Set in the early 80s in Los Angeles, a center of debauchery and useless, feckless people, with the looming shadow of AIDS beginning to take its toll, this film is one of those that follows various characters and in the end you find out that they are all linked somehow. Here, however, the linkages are very loose. almost to the stage of not needing to exist at all, and we're left with very small slices of life that usually don't really tell us anything. There's a set of scenes in Hawaii, for example, that are almost entirely divorced from the rest of the film. There's a side-plot about some child abductors which is very peripheral to the other stories. And some scenes don't seem to have any purpose at all (notably, the newsreader in the cafe laughed at, for no good reason, by a support band. What was that all about?) The few things that are vaguely interesting (the movie being made with an alien giant tomato, so silly it is actually enlivening) don't really finish up anywhere either.
Pretty much every character is so useless and so self-absorbed that we don't care less about them, and when they end up in a more miserable situation than they started with we don't really mind. Dreadful people have dreadful things happen to them, yeah, ok, whatever.
Amber Heard plays one of the vaguely tolerable characters in the film, though her character is using her beauty to coast by in life and isn't exactly achieving, so she's far from a moral paragon either. There is something quite poignant about her being the one to succumb first to AIDS though, given the far more dreadful people around her. Certainly she gives a better performance - clothed and not clothed - than most of the cast surrounding her.
Billy Bob Thornton is ok but doesn't exactly have a gripping storyline - all he has to do is try to navigate a tedious affair and his tedious children.
Kim Basinger fares worse - all she has to do is look concerned or annoyed at various points.
Winona Ryder also has little to do bar look mousey, and sit in a cafe in the pointless scene mentioned above.
Special Agent Chester Desmond... err, ok,
Chris Isaak is in the pointless Hawaii interlude - he's ok, but his mannerisms are the same as ever and it doesn't seem he's needing to do a lot of actual acting.

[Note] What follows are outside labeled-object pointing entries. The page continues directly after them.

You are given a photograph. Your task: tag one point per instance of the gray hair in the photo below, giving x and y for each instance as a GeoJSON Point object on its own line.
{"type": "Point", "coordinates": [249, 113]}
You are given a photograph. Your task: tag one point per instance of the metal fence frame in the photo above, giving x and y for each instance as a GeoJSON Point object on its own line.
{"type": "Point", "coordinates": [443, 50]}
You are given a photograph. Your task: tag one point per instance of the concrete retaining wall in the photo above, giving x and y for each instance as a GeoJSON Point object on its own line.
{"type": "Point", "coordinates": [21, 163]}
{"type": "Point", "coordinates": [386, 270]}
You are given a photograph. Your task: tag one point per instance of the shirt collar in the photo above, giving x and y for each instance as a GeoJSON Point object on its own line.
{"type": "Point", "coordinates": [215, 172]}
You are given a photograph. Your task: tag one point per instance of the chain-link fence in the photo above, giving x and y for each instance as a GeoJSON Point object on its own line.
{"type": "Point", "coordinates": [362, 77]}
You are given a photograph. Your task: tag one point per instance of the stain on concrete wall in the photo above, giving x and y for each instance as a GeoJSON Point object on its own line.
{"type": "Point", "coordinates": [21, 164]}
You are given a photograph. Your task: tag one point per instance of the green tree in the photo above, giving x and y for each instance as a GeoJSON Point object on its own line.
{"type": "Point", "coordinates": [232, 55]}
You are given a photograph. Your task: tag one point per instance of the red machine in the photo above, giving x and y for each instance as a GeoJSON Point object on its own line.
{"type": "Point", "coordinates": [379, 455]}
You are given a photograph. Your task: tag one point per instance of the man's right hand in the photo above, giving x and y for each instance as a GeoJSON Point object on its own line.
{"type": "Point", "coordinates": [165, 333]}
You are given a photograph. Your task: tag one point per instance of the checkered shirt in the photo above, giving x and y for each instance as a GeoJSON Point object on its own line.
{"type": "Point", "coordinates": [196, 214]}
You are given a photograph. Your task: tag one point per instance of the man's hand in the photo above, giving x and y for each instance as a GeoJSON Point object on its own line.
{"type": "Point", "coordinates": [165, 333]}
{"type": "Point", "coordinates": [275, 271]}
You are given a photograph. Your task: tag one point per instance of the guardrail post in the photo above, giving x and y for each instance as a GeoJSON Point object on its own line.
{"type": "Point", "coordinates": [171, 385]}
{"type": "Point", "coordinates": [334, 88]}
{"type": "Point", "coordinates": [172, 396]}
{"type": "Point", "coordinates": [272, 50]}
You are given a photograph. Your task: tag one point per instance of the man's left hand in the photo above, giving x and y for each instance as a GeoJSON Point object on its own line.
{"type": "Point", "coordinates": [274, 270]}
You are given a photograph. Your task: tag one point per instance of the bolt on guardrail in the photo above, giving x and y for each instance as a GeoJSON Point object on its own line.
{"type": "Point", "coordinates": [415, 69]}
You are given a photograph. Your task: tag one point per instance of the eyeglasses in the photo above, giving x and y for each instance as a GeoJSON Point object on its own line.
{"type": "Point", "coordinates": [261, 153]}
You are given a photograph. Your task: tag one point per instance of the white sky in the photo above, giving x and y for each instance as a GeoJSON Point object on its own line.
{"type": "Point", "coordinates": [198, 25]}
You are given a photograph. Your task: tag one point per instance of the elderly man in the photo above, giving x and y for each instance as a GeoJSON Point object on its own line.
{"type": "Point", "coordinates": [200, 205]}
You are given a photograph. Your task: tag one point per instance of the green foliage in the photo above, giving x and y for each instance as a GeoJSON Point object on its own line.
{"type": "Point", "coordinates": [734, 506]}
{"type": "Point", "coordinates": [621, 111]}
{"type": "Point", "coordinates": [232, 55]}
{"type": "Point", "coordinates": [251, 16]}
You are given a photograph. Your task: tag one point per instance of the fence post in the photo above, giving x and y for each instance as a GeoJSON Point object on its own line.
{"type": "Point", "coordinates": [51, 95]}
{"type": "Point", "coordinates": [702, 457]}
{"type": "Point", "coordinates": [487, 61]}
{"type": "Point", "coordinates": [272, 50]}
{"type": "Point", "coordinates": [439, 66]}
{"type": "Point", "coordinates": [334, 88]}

Mickey Rourke is wasted as a loser child-abductor - he exudes menace, but little else. The late
Brad Renfro is ok as a vaguely neurotic character who he manages to avoid being deeply irritating, which isn't a bad achievement. Then there are lots and lots of various interchangable young men, one of whom is ostensibly the lead, but none of them make much of an impression except in the regular outbursts of stilted or downright poor acting.
As a final note - this was based on a book, which apparently had vampires in it. Yes, vampires. If you're unfamiliar with the book, you can have a bit of fun watching this and trying to work out where you'd insert vampires, and what they'd do. Combine that with Amber's plentiful nudity, and you probably won't be too bored watching this film, though not for exactly the right reasons!
It has star power and a naked Amber Heard. It also has quite a lot of bad acting, an aimless and unstructured plot, and far too many characters you mostly don't give two hoots about. Sadly, the negatives rather outweigh the positives. 3.5 out of 10.